How about trying to one down? If I just have MYR 10,000 I’ll just spend MYR500 instead of MYR 20,000. How about moving to a smaller neighbourhood? One smaller car? Ordinarily it means befriending and imitating those misers around us. Focus on absolute performance vs relative performance. If everyone moves to a better neighbourhood, gets to a better school, buys a bigger car, the relative advantage diminishes. A woman may wear high heels to look more attractive but if every woman wears them, the relative advantage disappears.
In a concert where everyone remains seated initially, the first person to stand up will afford a better view. Suddenly, the entire crowd goes hysteria and experts advise, “Stand up to get a better view.” So everyone starts standing up and soon some even move up to the fences.

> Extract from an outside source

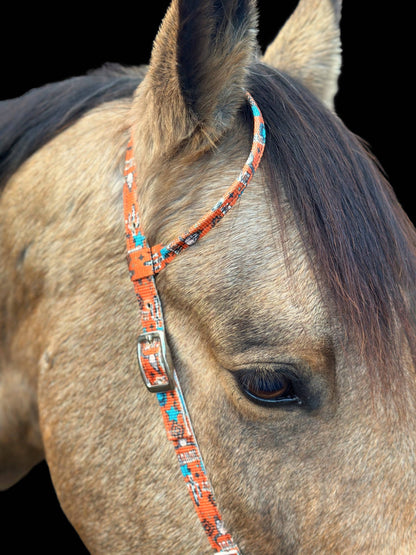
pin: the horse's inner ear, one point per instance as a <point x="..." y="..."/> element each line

To a neutral observer the scene may just look like as if a fire broke out or something and everyone is clamouring upward for safety. And the climb higher than your neighbours soon takes on a life of its own, even though the concert has ended 7 hours earlier. At the 11th hour, people begin to realize this absurdity but it’s too late – the concert has ended. What’s the climbing for? The next batch of concert viewers experience the same scenario. The loop never ends.